U.S. Foodservice, Columbia, MD, the second largest foodservice distributorship in the U.S., according to the 2005 ID Top 50, and the site of a major accounting scandal, had an operating loss of 3 million euros ($3.9 billion), said Hannu Ryopponen, finance director, compared with a loss of 8 million ($10.3 billion) euros last year.
Ryopponen insisted in a meeting with journalists that U.S. Foodservice would exceed its pre-scandal profitability by 2006.
As for the distributorship's corporate fate, Ryopponen said Ahold had not made a decision about whether to sell it, a move many analysts expect, in order to give it time to improve profits. A decision on its future is due before the end of the year, he added.
Dutch food retailer Ahold posted fourth quarter operating earnings below expectations, but said retail operating profit margin had improved to nearly 3% from 2.24% a year earlier. Ahold shares were 1.4% down at 6.59 euros ($8.5) in early trading. Analysts were quoted as saying that the multinational's core activities were disappointing, particularly its U.S. retail operations.
The company reaffirmed it goal to get the retail operating margins to 5% for full year 2006, for which it also targets 5% annual sales growth and a return on assets of 14% as part of a recovery program following a 1 billion euro ($1.3 billion) accounting scandal that broke in February 2003. However, financial analysts have recently expressed skepticism over the sales growth target amid fierce competition among retailers such as bigger Wal-Mart.

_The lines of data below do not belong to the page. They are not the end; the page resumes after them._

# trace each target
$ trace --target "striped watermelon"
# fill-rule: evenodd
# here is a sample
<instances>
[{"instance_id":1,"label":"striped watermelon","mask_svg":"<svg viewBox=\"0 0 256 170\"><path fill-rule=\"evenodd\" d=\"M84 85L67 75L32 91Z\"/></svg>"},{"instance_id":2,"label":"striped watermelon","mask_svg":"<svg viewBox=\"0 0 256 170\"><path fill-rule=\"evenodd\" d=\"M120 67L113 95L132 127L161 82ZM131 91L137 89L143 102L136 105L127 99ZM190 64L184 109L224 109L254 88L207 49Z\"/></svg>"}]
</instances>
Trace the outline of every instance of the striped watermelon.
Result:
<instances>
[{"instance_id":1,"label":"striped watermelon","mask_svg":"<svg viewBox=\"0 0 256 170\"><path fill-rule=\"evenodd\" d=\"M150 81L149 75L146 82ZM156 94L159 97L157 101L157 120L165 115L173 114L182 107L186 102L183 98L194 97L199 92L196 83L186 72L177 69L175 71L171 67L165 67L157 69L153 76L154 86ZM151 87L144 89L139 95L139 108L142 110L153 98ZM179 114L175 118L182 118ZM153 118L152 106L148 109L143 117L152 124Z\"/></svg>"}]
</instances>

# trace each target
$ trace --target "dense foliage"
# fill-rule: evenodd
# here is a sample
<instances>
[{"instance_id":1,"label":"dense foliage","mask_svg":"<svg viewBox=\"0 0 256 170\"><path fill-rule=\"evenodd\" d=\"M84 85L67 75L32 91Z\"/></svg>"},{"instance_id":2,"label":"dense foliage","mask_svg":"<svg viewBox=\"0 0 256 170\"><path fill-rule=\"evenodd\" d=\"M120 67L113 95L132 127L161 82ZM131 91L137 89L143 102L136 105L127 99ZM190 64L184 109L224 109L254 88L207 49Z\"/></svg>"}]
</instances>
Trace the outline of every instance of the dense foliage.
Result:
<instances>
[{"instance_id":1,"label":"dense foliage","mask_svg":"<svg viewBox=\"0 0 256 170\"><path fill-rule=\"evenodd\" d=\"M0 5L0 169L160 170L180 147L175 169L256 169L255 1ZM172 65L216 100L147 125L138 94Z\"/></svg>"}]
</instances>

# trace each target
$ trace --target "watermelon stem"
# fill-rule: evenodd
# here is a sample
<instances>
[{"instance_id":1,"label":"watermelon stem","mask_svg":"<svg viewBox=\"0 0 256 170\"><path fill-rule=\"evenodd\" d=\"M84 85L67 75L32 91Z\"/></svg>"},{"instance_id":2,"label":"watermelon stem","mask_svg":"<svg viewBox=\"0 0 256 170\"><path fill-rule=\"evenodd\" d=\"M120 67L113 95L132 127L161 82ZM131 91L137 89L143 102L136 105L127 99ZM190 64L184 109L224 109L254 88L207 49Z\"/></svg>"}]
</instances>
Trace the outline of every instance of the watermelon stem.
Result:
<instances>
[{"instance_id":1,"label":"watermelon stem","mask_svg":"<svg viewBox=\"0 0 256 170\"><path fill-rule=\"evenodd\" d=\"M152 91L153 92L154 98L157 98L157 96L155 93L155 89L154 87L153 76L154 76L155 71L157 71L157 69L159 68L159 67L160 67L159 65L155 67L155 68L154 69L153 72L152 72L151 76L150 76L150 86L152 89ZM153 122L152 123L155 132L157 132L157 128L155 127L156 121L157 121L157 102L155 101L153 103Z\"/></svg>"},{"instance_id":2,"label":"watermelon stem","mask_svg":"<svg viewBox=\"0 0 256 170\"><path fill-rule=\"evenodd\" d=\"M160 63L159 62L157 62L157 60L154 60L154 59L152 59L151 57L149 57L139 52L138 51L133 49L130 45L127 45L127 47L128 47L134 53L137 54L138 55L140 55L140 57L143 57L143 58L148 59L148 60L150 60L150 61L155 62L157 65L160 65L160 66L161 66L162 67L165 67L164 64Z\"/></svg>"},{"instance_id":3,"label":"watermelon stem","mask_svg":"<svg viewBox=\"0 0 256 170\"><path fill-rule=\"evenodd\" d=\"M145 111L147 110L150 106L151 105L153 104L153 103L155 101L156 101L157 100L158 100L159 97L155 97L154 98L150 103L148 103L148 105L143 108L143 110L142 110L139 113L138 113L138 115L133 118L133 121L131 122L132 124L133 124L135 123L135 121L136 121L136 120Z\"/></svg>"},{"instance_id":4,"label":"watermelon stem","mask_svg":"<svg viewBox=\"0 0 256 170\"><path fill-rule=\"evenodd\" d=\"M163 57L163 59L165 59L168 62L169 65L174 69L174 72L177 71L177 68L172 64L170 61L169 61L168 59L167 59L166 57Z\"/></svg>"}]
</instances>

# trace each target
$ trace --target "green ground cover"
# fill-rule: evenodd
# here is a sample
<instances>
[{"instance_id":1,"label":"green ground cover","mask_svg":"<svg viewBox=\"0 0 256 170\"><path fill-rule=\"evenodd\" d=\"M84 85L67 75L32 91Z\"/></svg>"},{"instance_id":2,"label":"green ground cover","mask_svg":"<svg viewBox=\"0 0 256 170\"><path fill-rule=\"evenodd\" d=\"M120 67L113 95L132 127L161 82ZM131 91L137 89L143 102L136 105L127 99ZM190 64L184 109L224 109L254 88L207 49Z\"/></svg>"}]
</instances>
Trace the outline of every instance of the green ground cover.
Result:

"2004 was our year of transition, 2005 is turning into a year of execution, a year in which we are delivering on our promise and concentrating on implementing our new way of working based on the sold structure created in 2004" ceo Anders Moberg said in a statement.
Ahold reported an operating profit, before goodwill charges and exceptional items, of 207 million euros ($268.9 million) in the fourth quarter of 2004, missing analysts' expectations.
It had a fourth-quarter net income of 96 million euros ($123.8 million) and a full-year loss of 443 million euros ($571.5 million) due to charges for disposals in Latin America.
Net debt was down to 6.3 billion euros ($81 billion) at Jan 2, from 7.46 billion ($9.6 billion) at Oct. 3. Ahold said it expected to complete its 2.5 billion ($3.2 billion) euro asset sale program by end-2005, as planned.
In January, Ahold had already reported a 3.1% decline in 2004 fourth-quarter sales to 12.3 billion euros ($15.9 billion), while the full-year figures dropped by 7.3% to 52 billion euros ($67.1 billion).